Completamente a sé stante, nell’area ove sorgeva il Palazzo della Felicità Prolungata, in parte incendiatosi nel 1845, è ancora visibile la struttura in ghisa che caratterizza il Palazzo di Cristallo – su tre piani e l’unico in stile occidentale. Mai completato e, in parte riutilizzato negli anni 30 del Novecento come magazzino, oggi accoglie i visitatori con un’atmosfera vagamente horror (sarà sempre la passione da cinefili…), quasi ci ritrovassimo in uno di quei vecchi orfanotrofi abbandonati dove il lusso della magione di un qualche benefattore è decaduta fino a lasciare dietro di sé finestroni, vuoti come lo sguardo di un folle.
I particolari, oltre all’insieme, colpiscono. Se guarderete verso l’alto vi accorgere che sulla sommità di molti padiglioni sono posizionate piccole statue con motivi zoomorfi, chiamate wenshou – mentre sul Palazzo della Suprema Armonia è visibile anche una divinità che cavalca una fenice.
Tra gli altri animali reali o mitologici, spicca la tartaruga – simbolo di felicità e longevità – ma altresì di resilienza. Se nel Libro dei Proverbi si legge: “La sapienza ha costruito la sua casa e vi ha scavato i suoi sette pilastri”, e se i 36 giusti, i Lamed-Vav Tzaddikim, sorreggono l’universo secondo le credenze ebraiche; per i cinesi sono le tartarughe viventi a sorreggere le colonne del Tempio del Cielo.
Imponente la stele di marmo posta in orizzontale, lunga 16,5 e larga 3 metri, del peso di oltre 250 tonnellate, scolpita con nuvole e draghi che giocano e trattengono, tra gli artigli, una perla. Quest’ultima, simbolo di prosperità e fortuna, conferisce potere e promette immortalità – persino Mao Zedong avrebbe detto: “Non si discute la Perla del Drago”.
Tutto intorno alla Città Proibita, per quasi tre chilometri e mezzo, corre il suo famoso muro, alto dieci metri e circondato da un fossato largo 52. Oggi si accede al Cortile esterno attraverso la Porta della Pace Celeste, che fronteggia piazza Tienanmen. Alta quasi 35 metri reca, al centro, il ritratto di Mao Zedong ed è suddivisa in cinque varchi, tra i quali il centrale era riservato all’Imperatore. A pochi passi di distanza il ricchissimo Museo Nazionale, che merita però una visita a sé e… un altro pezzo.

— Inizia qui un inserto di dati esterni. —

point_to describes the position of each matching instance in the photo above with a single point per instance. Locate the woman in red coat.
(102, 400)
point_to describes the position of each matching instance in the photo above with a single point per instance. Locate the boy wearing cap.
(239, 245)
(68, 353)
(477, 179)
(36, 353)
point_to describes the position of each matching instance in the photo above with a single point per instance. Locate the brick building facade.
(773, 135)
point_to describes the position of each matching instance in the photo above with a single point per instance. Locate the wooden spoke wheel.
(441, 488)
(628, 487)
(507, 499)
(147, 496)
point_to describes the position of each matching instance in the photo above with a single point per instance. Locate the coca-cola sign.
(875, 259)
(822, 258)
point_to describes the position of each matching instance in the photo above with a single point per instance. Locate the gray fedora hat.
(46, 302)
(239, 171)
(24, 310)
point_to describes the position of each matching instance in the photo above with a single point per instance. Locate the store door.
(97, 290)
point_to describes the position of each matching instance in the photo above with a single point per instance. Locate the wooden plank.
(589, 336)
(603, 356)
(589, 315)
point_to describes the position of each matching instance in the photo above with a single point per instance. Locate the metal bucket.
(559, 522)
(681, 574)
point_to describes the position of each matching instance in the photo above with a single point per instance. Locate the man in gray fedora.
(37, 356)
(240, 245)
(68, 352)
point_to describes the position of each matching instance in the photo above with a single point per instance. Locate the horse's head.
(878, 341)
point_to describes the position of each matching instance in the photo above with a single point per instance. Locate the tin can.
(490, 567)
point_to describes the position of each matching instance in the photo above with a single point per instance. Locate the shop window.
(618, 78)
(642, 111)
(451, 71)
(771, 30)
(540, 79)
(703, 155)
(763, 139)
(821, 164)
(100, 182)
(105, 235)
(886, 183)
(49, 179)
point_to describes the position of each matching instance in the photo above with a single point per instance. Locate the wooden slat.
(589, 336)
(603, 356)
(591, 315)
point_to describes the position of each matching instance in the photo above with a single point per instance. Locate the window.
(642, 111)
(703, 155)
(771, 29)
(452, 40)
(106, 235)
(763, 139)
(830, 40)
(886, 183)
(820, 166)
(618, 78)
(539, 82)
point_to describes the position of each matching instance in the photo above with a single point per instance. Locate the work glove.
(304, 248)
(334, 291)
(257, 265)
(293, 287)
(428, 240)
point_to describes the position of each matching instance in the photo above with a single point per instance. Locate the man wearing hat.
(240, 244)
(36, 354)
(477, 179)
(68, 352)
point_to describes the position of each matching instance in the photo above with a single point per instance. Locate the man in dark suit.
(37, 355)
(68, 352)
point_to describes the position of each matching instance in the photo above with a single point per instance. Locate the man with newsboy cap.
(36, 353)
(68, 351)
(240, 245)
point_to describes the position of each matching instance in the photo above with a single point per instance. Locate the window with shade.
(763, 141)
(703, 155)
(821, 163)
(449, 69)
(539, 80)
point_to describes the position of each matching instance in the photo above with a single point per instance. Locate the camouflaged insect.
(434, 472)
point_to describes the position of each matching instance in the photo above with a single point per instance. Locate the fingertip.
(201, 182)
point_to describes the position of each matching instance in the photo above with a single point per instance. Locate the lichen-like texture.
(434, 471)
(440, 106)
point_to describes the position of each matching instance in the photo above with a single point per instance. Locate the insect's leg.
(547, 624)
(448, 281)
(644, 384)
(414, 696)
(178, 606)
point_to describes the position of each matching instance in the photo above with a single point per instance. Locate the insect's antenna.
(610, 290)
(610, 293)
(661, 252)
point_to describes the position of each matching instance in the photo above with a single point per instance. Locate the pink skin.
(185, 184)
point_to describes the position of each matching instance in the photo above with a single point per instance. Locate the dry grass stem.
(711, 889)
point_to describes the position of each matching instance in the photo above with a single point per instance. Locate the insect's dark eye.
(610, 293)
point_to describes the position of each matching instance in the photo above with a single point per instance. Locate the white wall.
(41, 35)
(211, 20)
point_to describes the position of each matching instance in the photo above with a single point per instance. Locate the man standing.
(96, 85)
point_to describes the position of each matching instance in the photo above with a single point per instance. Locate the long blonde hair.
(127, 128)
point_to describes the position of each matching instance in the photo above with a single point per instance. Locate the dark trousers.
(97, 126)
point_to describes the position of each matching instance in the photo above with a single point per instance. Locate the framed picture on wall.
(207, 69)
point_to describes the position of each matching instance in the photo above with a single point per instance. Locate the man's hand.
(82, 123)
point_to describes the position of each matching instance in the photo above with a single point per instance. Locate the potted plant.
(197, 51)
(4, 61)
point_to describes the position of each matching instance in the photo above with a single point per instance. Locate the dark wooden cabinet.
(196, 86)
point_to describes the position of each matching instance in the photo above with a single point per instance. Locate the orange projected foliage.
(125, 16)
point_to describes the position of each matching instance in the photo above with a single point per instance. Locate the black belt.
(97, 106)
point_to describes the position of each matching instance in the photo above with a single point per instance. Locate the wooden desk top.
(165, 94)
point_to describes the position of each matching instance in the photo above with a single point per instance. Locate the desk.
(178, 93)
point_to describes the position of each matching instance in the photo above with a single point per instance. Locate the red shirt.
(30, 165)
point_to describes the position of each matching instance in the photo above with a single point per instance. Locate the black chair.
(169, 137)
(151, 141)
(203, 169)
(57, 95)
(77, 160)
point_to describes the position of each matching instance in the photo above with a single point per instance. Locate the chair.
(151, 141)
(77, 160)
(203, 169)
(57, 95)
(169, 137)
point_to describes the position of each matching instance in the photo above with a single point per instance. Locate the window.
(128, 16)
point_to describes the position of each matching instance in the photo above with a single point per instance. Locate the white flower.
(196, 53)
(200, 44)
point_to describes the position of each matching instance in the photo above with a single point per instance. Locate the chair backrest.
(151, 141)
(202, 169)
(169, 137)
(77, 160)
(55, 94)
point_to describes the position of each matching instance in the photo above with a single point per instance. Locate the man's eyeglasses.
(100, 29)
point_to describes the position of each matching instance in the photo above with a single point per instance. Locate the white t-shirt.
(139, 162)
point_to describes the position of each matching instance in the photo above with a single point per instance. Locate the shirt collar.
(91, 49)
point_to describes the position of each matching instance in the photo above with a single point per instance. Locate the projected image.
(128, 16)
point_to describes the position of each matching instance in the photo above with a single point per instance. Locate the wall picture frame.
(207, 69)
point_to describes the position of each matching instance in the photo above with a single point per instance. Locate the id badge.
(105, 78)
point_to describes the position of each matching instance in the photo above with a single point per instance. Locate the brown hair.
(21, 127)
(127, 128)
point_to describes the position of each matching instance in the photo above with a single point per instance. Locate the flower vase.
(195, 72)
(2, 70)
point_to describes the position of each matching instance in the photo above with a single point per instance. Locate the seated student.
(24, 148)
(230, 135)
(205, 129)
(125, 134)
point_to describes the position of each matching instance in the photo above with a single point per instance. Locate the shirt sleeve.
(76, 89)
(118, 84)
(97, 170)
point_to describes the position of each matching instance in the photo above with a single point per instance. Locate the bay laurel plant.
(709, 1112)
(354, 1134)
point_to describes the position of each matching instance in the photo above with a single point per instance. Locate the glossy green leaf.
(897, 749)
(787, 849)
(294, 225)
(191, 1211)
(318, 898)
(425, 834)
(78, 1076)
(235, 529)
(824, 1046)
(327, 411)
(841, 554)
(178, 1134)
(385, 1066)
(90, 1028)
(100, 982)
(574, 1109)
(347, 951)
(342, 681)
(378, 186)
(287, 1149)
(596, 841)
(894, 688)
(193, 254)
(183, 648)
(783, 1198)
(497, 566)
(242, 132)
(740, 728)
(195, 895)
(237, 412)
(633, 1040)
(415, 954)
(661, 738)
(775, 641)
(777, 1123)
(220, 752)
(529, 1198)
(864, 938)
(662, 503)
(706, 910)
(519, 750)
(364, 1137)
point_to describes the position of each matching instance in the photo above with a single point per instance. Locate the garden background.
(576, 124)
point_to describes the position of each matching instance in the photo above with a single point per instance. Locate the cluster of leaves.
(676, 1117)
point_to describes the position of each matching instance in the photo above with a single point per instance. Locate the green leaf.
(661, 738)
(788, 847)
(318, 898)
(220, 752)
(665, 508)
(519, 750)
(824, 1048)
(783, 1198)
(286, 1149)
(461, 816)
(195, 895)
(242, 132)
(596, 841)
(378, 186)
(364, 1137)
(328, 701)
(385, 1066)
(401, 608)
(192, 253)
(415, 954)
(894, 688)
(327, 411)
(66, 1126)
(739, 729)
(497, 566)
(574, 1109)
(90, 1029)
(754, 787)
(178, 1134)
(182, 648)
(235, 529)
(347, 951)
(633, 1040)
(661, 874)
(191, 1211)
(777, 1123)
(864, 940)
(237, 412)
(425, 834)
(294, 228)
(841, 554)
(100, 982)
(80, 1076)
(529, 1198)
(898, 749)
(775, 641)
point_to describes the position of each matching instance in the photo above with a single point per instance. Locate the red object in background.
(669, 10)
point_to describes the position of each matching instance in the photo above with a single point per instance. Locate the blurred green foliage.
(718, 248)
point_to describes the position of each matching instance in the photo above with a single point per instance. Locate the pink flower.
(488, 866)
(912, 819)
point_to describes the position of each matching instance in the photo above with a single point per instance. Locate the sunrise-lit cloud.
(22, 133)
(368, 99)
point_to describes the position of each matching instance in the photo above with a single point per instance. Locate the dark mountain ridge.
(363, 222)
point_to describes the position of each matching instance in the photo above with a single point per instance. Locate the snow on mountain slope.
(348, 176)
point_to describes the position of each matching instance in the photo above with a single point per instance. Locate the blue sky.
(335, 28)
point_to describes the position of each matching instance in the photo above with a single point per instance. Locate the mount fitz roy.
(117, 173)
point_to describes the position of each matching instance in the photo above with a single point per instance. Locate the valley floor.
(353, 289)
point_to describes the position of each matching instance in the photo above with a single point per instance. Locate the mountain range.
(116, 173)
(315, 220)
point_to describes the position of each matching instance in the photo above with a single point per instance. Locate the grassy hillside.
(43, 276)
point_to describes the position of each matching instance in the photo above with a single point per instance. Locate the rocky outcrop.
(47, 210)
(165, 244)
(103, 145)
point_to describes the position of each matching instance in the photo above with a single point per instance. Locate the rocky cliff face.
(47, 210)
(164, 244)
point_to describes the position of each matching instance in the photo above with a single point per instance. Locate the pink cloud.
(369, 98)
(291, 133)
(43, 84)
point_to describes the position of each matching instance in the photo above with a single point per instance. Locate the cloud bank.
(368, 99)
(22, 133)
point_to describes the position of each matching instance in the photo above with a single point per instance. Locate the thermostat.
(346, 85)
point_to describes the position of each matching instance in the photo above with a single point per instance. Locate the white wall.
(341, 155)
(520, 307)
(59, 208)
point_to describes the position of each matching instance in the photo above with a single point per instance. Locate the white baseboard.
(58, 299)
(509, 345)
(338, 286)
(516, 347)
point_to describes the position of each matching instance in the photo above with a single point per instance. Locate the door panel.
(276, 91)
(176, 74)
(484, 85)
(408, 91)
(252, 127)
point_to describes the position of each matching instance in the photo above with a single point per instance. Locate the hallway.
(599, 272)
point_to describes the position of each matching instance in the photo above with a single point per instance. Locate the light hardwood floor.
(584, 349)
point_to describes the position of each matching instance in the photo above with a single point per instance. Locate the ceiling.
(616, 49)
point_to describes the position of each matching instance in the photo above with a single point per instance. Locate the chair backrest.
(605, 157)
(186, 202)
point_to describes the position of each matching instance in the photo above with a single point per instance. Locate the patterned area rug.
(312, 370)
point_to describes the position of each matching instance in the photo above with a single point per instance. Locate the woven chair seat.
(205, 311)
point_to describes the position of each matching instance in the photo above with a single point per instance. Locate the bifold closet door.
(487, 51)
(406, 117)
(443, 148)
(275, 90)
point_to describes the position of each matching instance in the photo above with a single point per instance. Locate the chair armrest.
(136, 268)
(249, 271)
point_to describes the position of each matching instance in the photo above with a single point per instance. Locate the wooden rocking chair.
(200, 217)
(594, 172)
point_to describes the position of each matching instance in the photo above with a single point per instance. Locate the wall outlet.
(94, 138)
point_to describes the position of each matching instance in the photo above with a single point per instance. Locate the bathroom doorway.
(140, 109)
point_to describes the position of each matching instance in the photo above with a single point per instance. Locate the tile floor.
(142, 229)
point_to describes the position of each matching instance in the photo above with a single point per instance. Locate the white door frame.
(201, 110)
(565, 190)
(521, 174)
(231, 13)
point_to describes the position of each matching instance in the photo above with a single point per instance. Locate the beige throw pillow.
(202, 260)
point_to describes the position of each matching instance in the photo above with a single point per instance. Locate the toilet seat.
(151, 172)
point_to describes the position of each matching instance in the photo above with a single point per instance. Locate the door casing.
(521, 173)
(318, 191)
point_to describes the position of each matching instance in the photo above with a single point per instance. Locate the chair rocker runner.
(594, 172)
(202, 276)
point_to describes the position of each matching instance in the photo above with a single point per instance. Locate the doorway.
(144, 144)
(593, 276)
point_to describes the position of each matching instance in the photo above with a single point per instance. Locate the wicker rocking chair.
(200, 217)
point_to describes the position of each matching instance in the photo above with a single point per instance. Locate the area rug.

(1) Dal Film Lanterne rosse
venerdì, 8 settembre 2023 – il 25 agosto abbiamo pubblicato un pezzo dedicato alla Cittadella Imperiale di Huế:
In copertina e nel pezzo: Beijing, la Città Proibita. Tutte le foto e le rielaborazioni grafiche sono della Redazione di InTheNet (vietata la riproduzione)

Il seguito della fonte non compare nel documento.